Ketika penegak hukum memiliki kepentingan terhadap suatu perkara maka sejak saat itulah hukum dikesampingkan. Sungguh ironis, disaat masyarakat menghendaki terciptanya keadilan tercoreng oleh perbuatan yang dilakukan oknum aparat penegak hukum.
Kebebasan peradilan adalah merupakan essensilia daripada suatu negara hukum, sehingga oleh karena tegaknya prinsip-prinsip daripada suatu negara hukum sebagian besar adalah tergantung dari ada atau tidaknya kebebasan peradilan didalam negara tersebut. Sebagai sarana parameter penerapan demokrasi, kebebasan badan peradilan dalam memeriksa dan memutus perkara harus dijamin oleh konstitusi.
Mahkamah Agung sebagai badan peradilan tertinggi yang bukan saja sebagai tempat terakhir menentukan hukum dalam arti konkret akan tetapi juga sebagai tempat melahirkan asas dan kaedah hukum baru serta teori-teori baru mengenai hukum.
Makamah Agung juga memiliki kewenangan membatalkan putusan atau penetapan pengadilan-pengadilan dari semua lingkungan peradilan pada tingkat kasasi, sebagaimana diamanatkan dalam Pasal 30 ayat (1) UU No. 5 Tahun 2004 tentang Perubahan Atas UU No. 14 Tahun 1985 tentang Makamah Agung.
Fungsi kontrol dari Makamah Agung mempunyai arti penting bagi usaha penegakkan hukum di Indonesia karena dengan efektifnya fungsi kontrol maka usaha penegakkan hukum menjadi lebih terjamin. Patut disayangkan sekalipun fungsi ini tetap berjalan namun tidak begitu efektif, bahkan sekarang banyak bermunculan makelar kasus yang berkeliaran di lingkungan Makamah Agung.
Bagaimana akan melakukan fungsi kontrol terhadap pengadilan lain jika dari dalam sendiri tidak mampu melakukan kontrol atau pengawasan.

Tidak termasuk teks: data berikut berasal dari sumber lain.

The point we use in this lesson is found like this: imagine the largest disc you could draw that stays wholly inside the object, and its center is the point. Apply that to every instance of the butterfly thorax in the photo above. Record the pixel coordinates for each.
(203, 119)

Sebagai contoh adalah lemahnya pengawasan Makamah Agung dalam bidang administrasi putusan kasasi yang berakibat munculnya putusan palsu (kasasi palsu). Sistem MA yang tertutup dan publik tidak memiliki akses mengikuti sampai tuntas sebagai salah satu faktor penyebabnya. Sehingga perlu adanya pembaharuan di MA yang meliputi Hakim Agung dan tata kerja sistem kendali administrasi atau pembaharuan yang menyeluruh. Dengan kekuasaan dan fasilitas yang semakin besar disatu pihak dan tidak ada pengawasan eksternal dipihak lain, dapat menjadikan MA lebih menyeramkan dari keadaan sekarang.
Penegak hukum yang bertugas menerapkan hukum mencakup ruang lingkup yang sangat luas, meliputi; petugas strata atas, menengah dan bawah. Maksudnya adalah sampai sejauhmana petugas harus memiliki suatu pedoman salah satunya peraturan tertulis yang mencakup ruang lingkup tugasnya.
Dalam penegakkan hukum, kemungkinan penegak hukum mengahadapi hal-hal sebagai berikut:
- Sampai sejauhmana petugas terikat dengan peraturan yang ada,
- Sampai batas-batas mana petugas berkenan memberikan kebijakan,
- Teladan macam apakah yang sebaiknya diberikan oleh petugas kepada masyarakat,
- Sampai sejauhmanakah derajat sinkronisasi penugasan yang diberikan kepada para petugas sehingga memberikan batas-batas yang tegas pada wewenangnya.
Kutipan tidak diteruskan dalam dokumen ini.